Ensuring competitive edge for boutique and regional firms
Boutique and regional firms face unique challenges in AI adoption but also hold a distinct advantage – agility. These firms can move faster than larger competitors when it comes to identifying problems, piloting new tools, and scaling innovation. The key is to approach AI not as a one-off investment, but as an ongoing capability.
Start with tools that deliver immediate value – automating repetitive work, accelerating research, and streamlining client communication. Ground each investment in a business case and track ROI using both quantitative metrics and qualitative feedback. Budgeting per-lawyer for innovation spend allows firms to scale thoughtfully while aligning technology investment with revenue and client value.
Equally important is the cultural side. Involve your lawyers in the process. Appoint innovation champions. Train your teams not just on how to use the tools, but how to think differently about legal work. With the right mindset and a focus on collaboration, even small firms can use AI to punch well above their weight.

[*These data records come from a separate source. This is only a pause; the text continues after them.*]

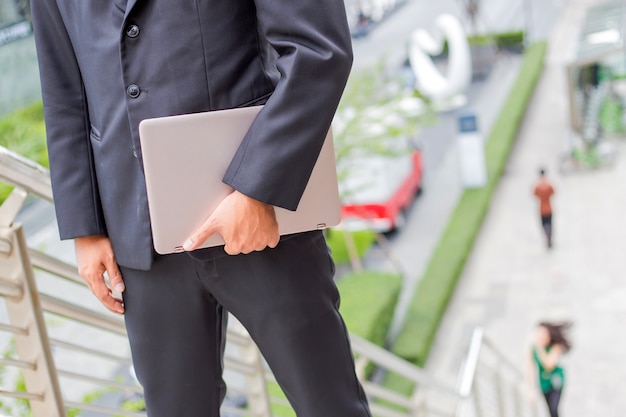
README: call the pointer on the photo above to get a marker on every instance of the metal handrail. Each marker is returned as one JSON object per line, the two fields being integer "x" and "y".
{"x": 35, "y": 179}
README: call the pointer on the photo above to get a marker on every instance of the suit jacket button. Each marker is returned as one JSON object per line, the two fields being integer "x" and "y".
{"x": 132, "y": 31}
{"x": 133, "y": 91}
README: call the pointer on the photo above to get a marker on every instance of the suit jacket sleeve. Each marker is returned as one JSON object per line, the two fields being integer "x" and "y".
{"x": 74, "y": 185}
{"x": 312, "y": 40}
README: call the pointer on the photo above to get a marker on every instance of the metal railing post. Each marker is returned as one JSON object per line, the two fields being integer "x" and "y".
{"x": 25, "y": 313}
{"x": 497, "y": 381}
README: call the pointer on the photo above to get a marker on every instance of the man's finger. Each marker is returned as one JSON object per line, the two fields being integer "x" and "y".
{"x": 103, "y": 293}
{"x": 201, "y": 235}
{"x": 115, "y": 276}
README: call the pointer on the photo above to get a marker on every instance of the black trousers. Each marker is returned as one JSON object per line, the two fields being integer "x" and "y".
{"x": 546, "y": 223}
{"x": 285, "y": 297}
{"x": 553, "y": 398}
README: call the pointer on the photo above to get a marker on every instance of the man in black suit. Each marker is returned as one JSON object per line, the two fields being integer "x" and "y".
{"x": 108, "y": 64}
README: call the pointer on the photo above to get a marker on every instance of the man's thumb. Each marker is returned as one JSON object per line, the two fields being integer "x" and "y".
{"x": 115, "y": 277}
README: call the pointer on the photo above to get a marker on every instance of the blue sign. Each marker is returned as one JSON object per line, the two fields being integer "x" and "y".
{"x": 468, "y": 123}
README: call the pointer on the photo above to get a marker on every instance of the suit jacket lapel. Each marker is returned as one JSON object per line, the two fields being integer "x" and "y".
{"x": 129, "y": 6}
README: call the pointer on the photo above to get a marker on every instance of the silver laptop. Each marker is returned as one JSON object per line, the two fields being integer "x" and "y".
{"x": 185, "y": 158}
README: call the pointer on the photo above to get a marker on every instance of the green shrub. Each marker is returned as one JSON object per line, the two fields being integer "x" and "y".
{"x": 502, "y": 40}
{"x": 448, "y": 260}
{"x": 368, "y": 302}
{"x": 23, "y": 132}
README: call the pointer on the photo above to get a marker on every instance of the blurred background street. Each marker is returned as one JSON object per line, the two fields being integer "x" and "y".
{"x": 510, "y": 280}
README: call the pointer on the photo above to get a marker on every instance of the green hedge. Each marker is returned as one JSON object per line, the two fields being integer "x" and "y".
{"x": 439, "y": 280}
{"x": 501, "y": 40}
{"x": 368, "y": 302}
{"x": 23, "y": 132}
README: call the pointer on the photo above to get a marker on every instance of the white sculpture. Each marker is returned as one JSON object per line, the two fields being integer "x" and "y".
{"x": 446, "y": 91}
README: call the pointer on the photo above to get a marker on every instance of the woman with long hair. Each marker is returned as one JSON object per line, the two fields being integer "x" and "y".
{"x": 549, "y": 345}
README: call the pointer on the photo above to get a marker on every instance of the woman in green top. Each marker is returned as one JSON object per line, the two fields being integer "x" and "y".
{"x": 550, "y": 343}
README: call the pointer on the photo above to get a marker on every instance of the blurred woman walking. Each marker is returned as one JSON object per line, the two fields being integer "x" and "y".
{"x": 549, "y": 344}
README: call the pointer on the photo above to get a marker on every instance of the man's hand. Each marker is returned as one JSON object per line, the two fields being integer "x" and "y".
{"x": 95, "y": 256}
{"x": 245, "y": 224}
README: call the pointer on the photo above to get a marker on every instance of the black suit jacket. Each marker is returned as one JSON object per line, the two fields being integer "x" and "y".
{"x": 106, "y": 65}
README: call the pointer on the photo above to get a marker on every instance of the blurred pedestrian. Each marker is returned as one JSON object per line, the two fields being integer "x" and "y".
{"x": 549, "y": 345}
{"x": 544, "y": 191}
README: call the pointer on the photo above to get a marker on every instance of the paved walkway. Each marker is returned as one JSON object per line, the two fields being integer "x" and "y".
{"x": 511, "y": 280}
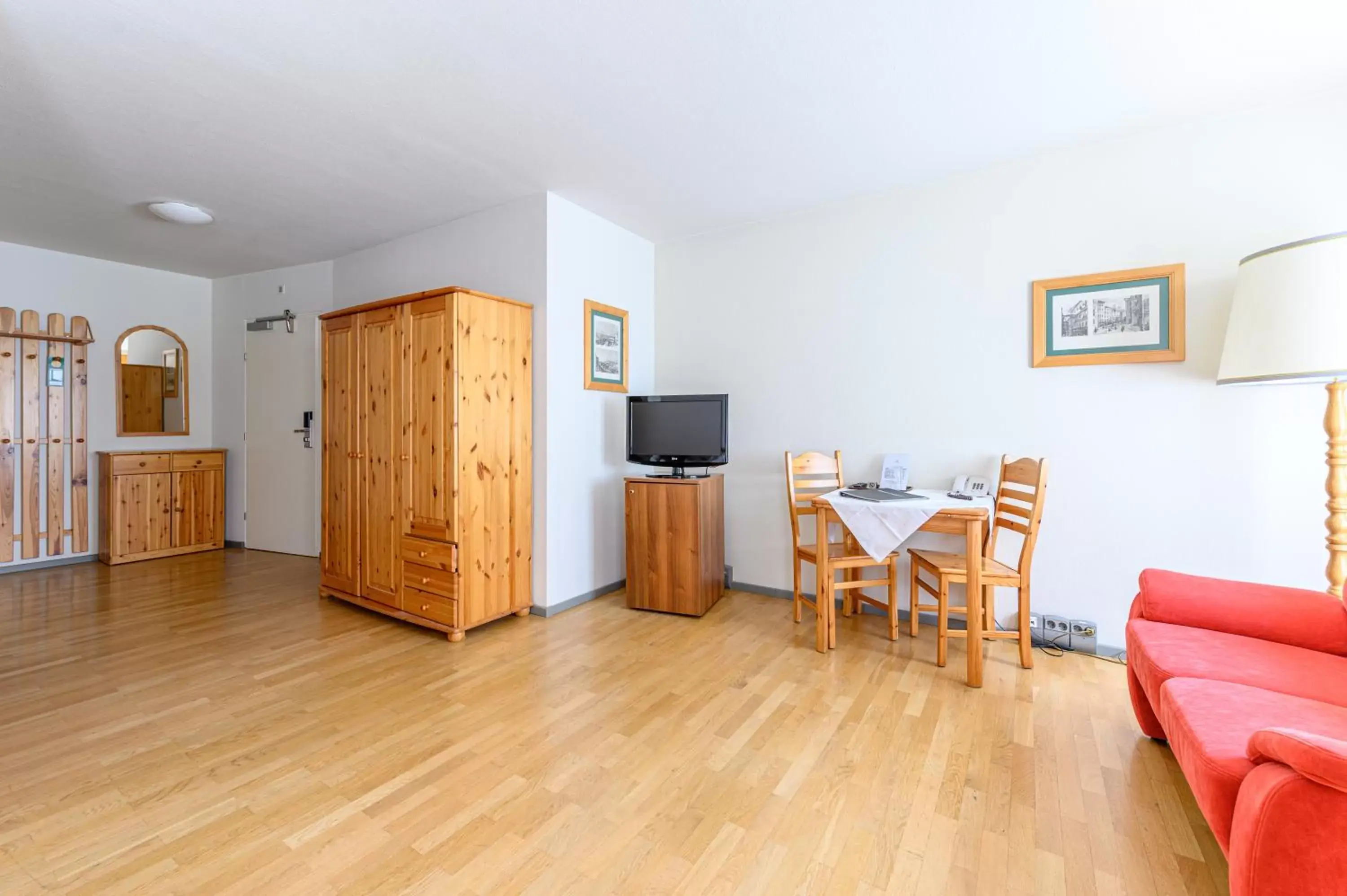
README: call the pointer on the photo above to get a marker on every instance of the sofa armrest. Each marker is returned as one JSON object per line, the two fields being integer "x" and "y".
{"x": 1321, "y": 759}
{"x": 1287, "y": 835}
{"x": 1314, "y": 620}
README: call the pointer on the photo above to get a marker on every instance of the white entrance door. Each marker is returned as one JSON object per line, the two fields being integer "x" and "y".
{"x": 282, "y": 474}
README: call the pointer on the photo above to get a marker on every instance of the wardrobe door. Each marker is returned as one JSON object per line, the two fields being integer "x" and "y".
{"x": 429, "y": 470}
{"x": 341, "y": 468}
{"x": 380, "y": 347}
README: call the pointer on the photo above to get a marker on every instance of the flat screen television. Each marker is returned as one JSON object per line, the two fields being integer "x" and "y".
{"x": 678, "y": 430}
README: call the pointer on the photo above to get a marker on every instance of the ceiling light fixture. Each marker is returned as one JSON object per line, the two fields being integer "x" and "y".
{"x": 181, "y": 213}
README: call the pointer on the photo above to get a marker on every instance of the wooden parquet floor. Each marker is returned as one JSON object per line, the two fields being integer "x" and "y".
{"x": 208, "y": 725}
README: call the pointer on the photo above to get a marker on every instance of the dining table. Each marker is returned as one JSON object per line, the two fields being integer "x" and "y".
{"x": 879, "y": 527}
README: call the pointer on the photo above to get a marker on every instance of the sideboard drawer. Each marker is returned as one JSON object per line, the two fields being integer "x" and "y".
{"x": 198, "y": 461}
{"x": 124, "y": 464}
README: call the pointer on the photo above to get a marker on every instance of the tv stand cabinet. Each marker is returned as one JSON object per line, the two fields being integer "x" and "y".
{"x": 675, "y": 544}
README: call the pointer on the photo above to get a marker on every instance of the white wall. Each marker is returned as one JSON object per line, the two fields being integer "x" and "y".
{"x": 115, "y": 298}
{"x": 235, "y": 301}
{"x": 589, "y": 258}
{"x": 900, "y": 322}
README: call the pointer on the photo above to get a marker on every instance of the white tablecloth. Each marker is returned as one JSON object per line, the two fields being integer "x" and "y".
{"x": 881, "y": 526}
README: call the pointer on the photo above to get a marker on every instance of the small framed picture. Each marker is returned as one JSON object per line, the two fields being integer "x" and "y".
{"x": 605, "y": 348}
{"x": 172, "y": 373}
{"x": 1120, "y": 317}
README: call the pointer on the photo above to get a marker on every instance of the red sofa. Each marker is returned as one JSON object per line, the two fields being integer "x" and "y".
{"x": 1249, "y": 686}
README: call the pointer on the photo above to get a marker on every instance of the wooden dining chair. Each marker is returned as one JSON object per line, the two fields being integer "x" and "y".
{"x": 1020, "y": 510}
{"x": 807, "y": 478}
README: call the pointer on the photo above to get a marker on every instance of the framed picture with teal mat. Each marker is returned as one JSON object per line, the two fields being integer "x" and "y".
{"x": 1120, "y": 317}
{"x": 605, "y": 348}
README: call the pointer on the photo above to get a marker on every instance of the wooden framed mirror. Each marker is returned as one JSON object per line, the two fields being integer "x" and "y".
{"x": 153, "y": 383}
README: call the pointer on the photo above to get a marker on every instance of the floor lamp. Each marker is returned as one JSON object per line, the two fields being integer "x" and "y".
{"x": 1288, "y": 324}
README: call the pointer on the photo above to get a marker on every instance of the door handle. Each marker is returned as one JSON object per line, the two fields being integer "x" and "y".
{"x": 308, "y": 430}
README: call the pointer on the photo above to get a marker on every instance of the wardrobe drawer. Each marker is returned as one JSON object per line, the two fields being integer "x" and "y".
{"x": 442, "y": 610}
{"x": 198, "y": 461}
{"x": 430, "y": 579}
{"x": 418, "y": 550}
{"x": 123, "y": 464}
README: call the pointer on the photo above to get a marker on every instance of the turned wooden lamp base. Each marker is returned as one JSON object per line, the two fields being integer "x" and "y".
{"x": 1335, "y": 425}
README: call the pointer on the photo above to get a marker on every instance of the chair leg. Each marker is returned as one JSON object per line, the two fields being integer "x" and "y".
{"x": 912, "y": 603}
{"x": 797, "y": 564}
{"x": 894, "y": 597}
{"x": 833, "y": 614}
{"x": 821, "y": 616}
{"x": 942, "y": 634}
{"x": 1026, "y": 635}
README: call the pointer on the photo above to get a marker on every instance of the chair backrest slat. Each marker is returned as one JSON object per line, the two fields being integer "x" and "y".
{"x": 807, "y": 478}
{"x": 1021, "y": 503}
{"x": 1023, "y": 472}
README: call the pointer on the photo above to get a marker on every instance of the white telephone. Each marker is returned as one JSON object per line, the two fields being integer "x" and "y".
{"x": 970, "y": 487}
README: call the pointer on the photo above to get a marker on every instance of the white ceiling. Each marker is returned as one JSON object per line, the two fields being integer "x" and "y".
{"x": 317, "y": 127}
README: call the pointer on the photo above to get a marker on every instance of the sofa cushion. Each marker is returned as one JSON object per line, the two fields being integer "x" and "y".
{"x": 1160, "y": 651}
{"x": 1314, "y": 620}
{"x": 1210, "y": 723}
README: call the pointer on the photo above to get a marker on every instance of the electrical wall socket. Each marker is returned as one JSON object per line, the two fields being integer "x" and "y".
{"x": 1083, "y": 637}
{"x": 1056, "y": 631}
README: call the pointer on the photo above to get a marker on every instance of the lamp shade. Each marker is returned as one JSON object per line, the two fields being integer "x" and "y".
{"x": 1288, "y": 322}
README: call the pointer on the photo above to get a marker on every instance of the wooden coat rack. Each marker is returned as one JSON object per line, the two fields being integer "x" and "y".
{"x": 26, "y": 368}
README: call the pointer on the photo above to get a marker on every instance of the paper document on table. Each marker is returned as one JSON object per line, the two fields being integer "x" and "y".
{"x": 894, "y": 475}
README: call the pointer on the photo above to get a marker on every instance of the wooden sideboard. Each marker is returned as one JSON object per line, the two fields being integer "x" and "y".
{"x": 675, "y": 544}
{"x": 161, "y": 503}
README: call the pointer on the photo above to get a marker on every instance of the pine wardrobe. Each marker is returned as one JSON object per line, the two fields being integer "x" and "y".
{"x": 427, "y": 457}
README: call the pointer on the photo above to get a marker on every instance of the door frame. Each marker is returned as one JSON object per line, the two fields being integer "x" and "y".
{"x": 316, "y": 433}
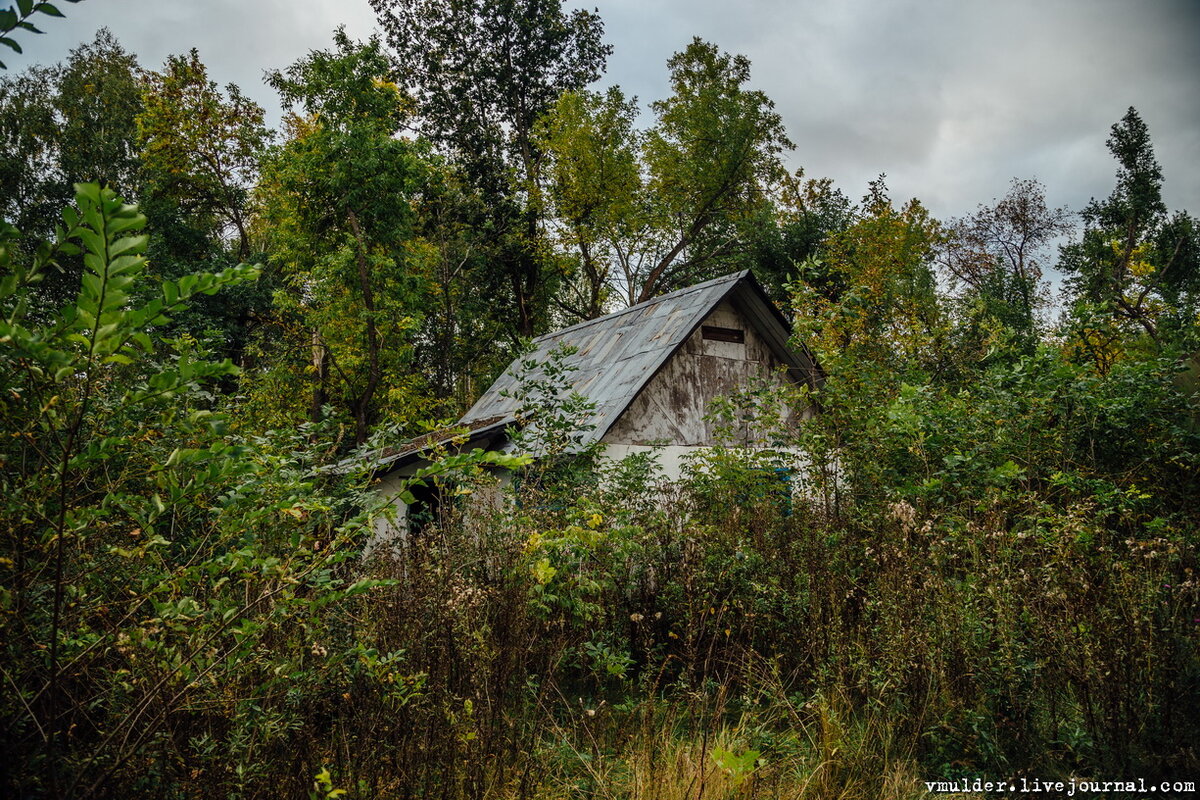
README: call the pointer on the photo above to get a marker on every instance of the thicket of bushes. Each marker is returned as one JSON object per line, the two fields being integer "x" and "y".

The digital associate framework offers firms a powerful strategy to integrate technology effectively, enhancing both operational performance and client experience. But more than that, it offers a mindset shift – from using tools reactively to managing them strategically.
By embedding innovation into the DNA of the firm, aligning it with business objectives, and focusing on real problems faced by our people and clients, law firms of all sizes can turn AI into a competitive advantage. The future of law isn’t man versus machine – it’s people and technology working better together.
James Grice is head of innovation and AI at Lawfront. He has over a decade of experience in AI, with a strong background in designing and implementing innovative legal solutions. James supports Lawfront’s partner firms to better understand the challenges they face in terms of working efficiencies, collaboration, and the provision of the best possible service to clients.